The Border Chronicle
- Type: Weekly newspaper
- Owner: Australian Community Media
- Founded: June 1908
- Language: English
- City: Bordertown, South Australia
- Website: borderchronicle.com.au

= The Border Chronicle =

Weekly newspaper in Bordertown, South Australia

The Border Chronicle is a weekly newspaper published in Bordertown, South Australia from June 1908 to the present day. Its head office is in Smith Street, Naracoorte.

==History==
The paper's founder was Leslie Duncan. The first issue of The Border Chronicle (subtitled: "The only newspaper printed in the huge Tatiara District") was Saturday 13 June 1908. It described itself as "A Journal devoted to the News of the district. the various markets, and condensed reports of State, Inter-State and World's News". It was published in broadsheet style, in a press at the rear of Bordertown's first institute building on Woolshed Street.

Donald Campbell became the sole proprietor in 1931. In 1939, the paper moved to 74 DeCourcey Street in Bordertown, and in 1950 it was bought by Roy Poulton and Ross Warne. The business continued as Neil Poulton took over, with the Poulton family involved in running the business for nearly 80 years.

Alongside many other rural publications in Australia, the newspaper was a member of Fairfax Media Limited (after being purchased in 2010). The newspaper's first building, at DeCourcey Street, was auctioned in November 2017, after Fairfax scaled back newspaper operations and closed the Chronicle's commercial printing business and office.

The former office was used as a rental for a year. In August 2018, a fire broke out at the former office. After further investigation, cannabis and other drug paraphernalia were found at the site. It is unknown if anyone was caught or charged.

It was later sold to Rural Press, previously owned by Fairfax Media, and then transitioned to an Australian media company trading as Australian Community Media. In 2023, the Border Chronicle along with other ACM newspapers were purchased by Star News Group and operate under SA Today Pty Ltd.

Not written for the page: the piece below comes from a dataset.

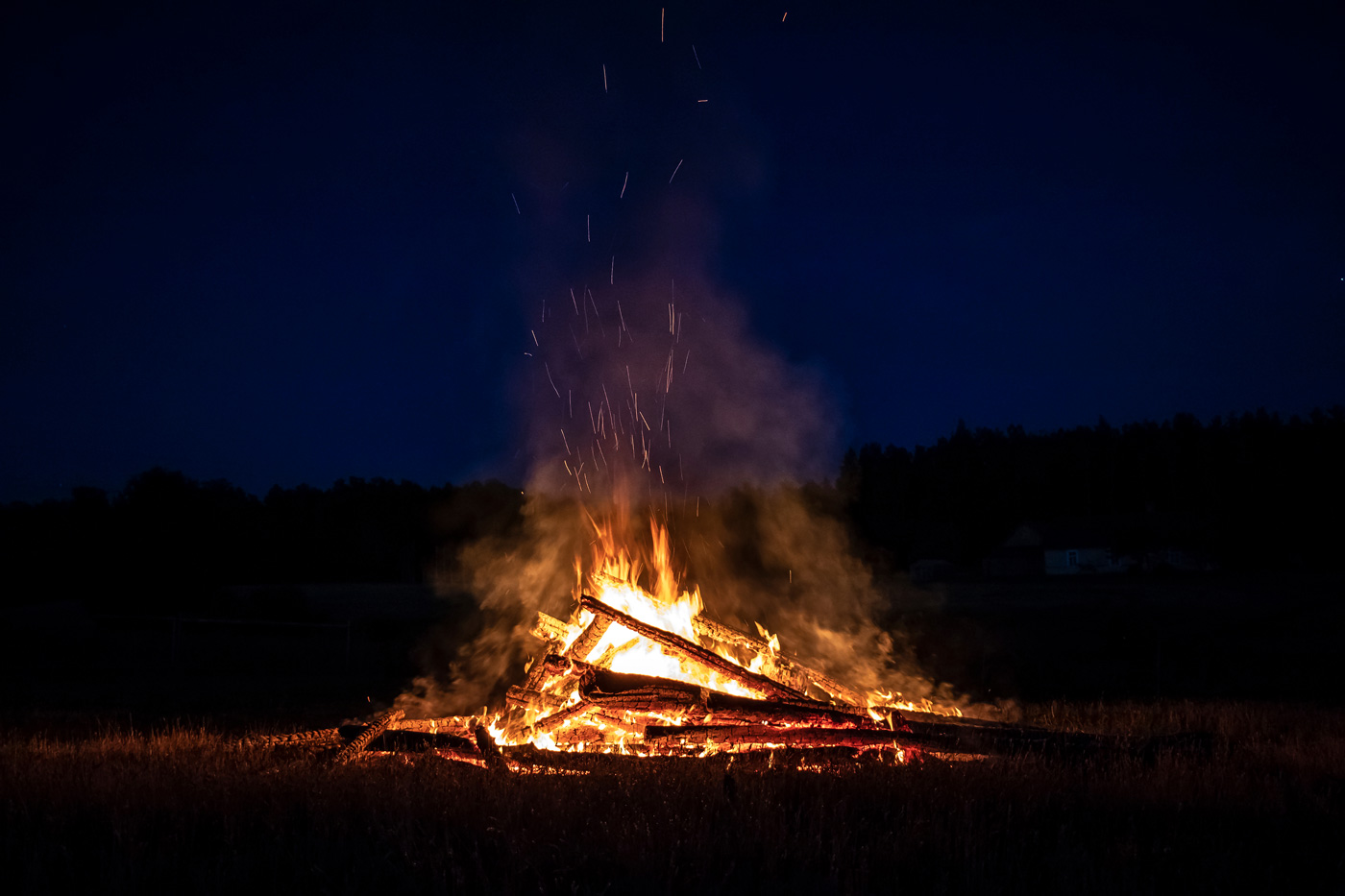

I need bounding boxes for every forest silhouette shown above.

In October 2025, the former, burnt office had been sold for $35,000 (AUD).

==Distribution==
The Border Chronicle is published every Wednesday, and serves the Tatiara District, which includes major towns such as Bordertown, Keith, Mundulla, Padthaway, and Wolseley. Its circulation also includes Tintinara, Coonalpyn and across the state border to Kaniva in Victoria. It has an estimated weekly readership of 5,300. Like other SA Today publications, the newspaper is also available online.

==Digitisation==
The National Library of Australia has digitised photographic copies of early issues of The Border Chronicle from Vol 1, No.1 of 13 June 1908 to Vol. 43 No. 2,184 of 21 December 1950, which may be accessed via Trove.